Wisconsin Budget reform saves teachers’ jobs

This is the message that needs to be constantly put out to voters between now and August 9th.  Great piece.   (H/T – Jerry)

With “collective bargaining rights” limited to wages, Koczela was able to change the teachers’ benefits package to fill the budget gap. Requiring teachers to contribute 5.8 percent of their salary toward pensions saved $600,000. Changes to their health care plan​—​such as a $10 office visit co-pay (up from nothing)​—​saved $200,000. Upping the workload from five classes, a study hall, and two prep periods to six classes and two prep periods saved another $200,000. The budget was balanced.

“Everything we changed didn’t touch the children,” Koczela said. Under a collective bargaining agreement, she continued, “We could never have negotiated that​—​never ever.” Koczela, a graduate of Smith College and Duke University Law School, is no Republican flack. She says she’s a “classic Wisconsin independent. I vote both parties. I voted for Senator [Russ] Feingold but I voted for [Republican state] Senator Alberta Darling too.”

In Brown Deer and school districts across the state, Walker’s budget repair bill, known as Act 10, is working just as he promised. To make up for a $2.8 billion deficit without raising taxes, state aid to school districts (the largest budget line) was reduced by $830 million. Act 10, Walker said, would give districts “the tools” needed to make up for the lost money as fairly as possible.

But union leaders argued that the fight over the budget repair bill had nothing to do with balancing budgets. It was all about stripping public employees of their “collective bargaining rights.”

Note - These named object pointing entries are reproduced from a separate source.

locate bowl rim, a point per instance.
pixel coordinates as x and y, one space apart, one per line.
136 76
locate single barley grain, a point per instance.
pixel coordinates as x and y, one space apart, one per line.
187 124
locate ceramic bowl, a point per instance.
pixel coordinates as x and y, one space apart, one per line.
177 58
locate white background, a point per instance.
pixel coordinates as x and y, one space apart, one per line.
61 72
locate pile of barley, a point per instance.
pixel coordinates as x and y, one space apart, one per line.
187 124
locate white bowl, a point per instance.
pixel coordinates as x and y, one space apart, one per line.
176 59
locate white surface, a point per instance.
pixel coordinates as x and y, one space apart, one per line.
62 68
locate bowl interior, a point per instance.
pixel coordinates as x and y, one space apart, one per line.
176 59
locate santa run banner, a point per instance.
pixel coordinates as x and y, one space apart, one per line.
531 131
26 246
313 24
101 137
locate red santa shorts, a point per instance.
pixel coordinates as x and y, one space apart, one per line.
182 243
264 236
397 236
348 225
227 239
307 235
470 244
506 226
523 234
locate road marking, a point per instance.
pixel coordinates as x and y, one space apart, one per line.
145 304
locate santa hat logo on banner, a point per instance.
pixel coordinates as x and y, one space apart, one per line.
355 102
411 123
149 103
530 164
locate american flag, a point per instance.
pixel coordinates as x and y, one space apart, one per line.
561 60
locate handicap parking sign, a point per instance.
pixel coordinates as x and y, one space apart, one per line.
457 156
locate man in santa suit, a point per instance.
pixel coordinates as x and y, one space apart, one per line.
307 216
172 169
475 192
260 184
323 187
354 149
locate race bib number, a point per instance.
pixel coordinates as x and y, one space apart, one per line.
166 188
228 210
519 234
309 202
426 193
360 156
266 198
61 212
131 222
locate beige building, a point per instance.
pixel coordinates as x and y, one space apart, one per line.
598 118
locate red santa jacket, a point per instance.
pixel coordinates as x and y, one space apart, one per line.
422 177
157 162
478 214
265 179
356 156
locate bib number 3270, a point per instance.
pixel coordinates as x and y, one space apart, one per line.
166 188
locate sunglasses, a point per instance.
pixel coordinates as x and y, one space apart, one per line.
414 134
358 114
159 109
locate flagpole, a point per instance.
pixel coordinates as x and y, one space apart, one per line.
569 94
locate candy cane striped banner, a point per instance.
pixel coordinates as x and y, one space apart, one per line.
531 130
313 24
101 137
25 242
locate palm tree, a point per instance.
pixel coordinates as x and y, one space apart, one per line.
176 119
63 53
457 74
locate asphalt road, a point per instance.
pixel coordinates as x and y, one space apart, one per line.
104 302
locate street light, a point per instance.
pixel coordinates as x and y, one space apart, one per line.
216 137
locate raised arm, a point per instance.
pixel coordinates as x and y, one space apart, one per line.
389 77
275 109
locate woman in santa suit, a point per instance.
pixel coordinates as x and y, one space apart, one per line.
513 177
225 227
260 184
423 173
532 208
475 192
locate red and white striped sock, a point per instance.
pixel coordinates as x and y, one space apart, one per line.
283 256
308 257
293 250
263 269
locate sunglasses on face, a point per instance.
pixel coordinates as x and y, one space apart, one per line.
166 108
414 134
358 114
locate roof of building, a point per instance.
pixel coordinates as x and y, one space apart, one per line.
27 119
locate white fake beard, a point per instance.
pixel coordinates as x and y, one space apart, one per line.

What few people may have understood, though, is that these are “rights” that most people, including federal employees, don’t have. But Americans don’t like taking away anybody’s rights. The polls in Wisconsin showed voters overwhelmingly opposed to “weakening” or “stripping” or “eliminating” collective bargaining rights. President Obama called the bill an “assault on unions.” Democratic state senator Lena Taylor compared Scott Walker to Hitler.

But as the abstract debate over collective bargaining collides with reality, it is becoming clear just how big a lie the Big Labor line was. Now that the law is in effect, where are the horror stories of massive layoffs and schools shutting down? They don’t exist​—​except in a couple of districts where collective bargaining agreements, inked before the budget repair bill was introduced, remain in effect.

Those districts would be Milwaukee (which also had layoffs last year) …

In Milwaukee, nine schools are shutting and 354 teachers have been fired due to a drop in state funding and the end of federal stimulus funding. But if teachers there agreed to the 5.8 percent pension contribution, the school district says it would rehire 200 of those teachers. (Other changes could offset the rest of the layoffs.)

and Kenosha.

The only other district seeing such massive layoffs is Kenosha, where 212 teachers will be fired this year. “Kenosha is in the same boat as [Milwaukee], with a collective bargaining agreement signed before Walker took office that lasts until June 30, 2013,” the Milwaukee Journal Sentinel reported on July 16. “But most other Wisconsin districts have avoided layoffs and massive cuts to programs.”

Across the state there is proof that Act 10 is was the right thing to do thanks to the flexibility it provides.

One striking feature of Walker’s budget repair bill is the flexibility it has given school districts to balance their budgets. For example, things are looking up in the tiny town of Pittsville in the heart of the state, where the district balanced its budget mostly through increased pension contributions and not replacing four retiring teachers.

“We didn’t change anything in our health care at all,” Superintendent Terry Reynolds told me. “If Act 10 hadn’t passed,” he said, “I don’t think the teachers’ union would have wanted to approve the 5.8 percent contribution” to pensions. “That would have been a hard battle to fight. I’m not sure we would have saved dollars there.” Enough money was freed up that Pittsville property taxes will decrease by 9 percent next year.

If you live in any of the State Senate District with a recall election on August 9th, make sure voters there understand their Senator did the right thing by voting “Yes” on Act 10 and should remain in office.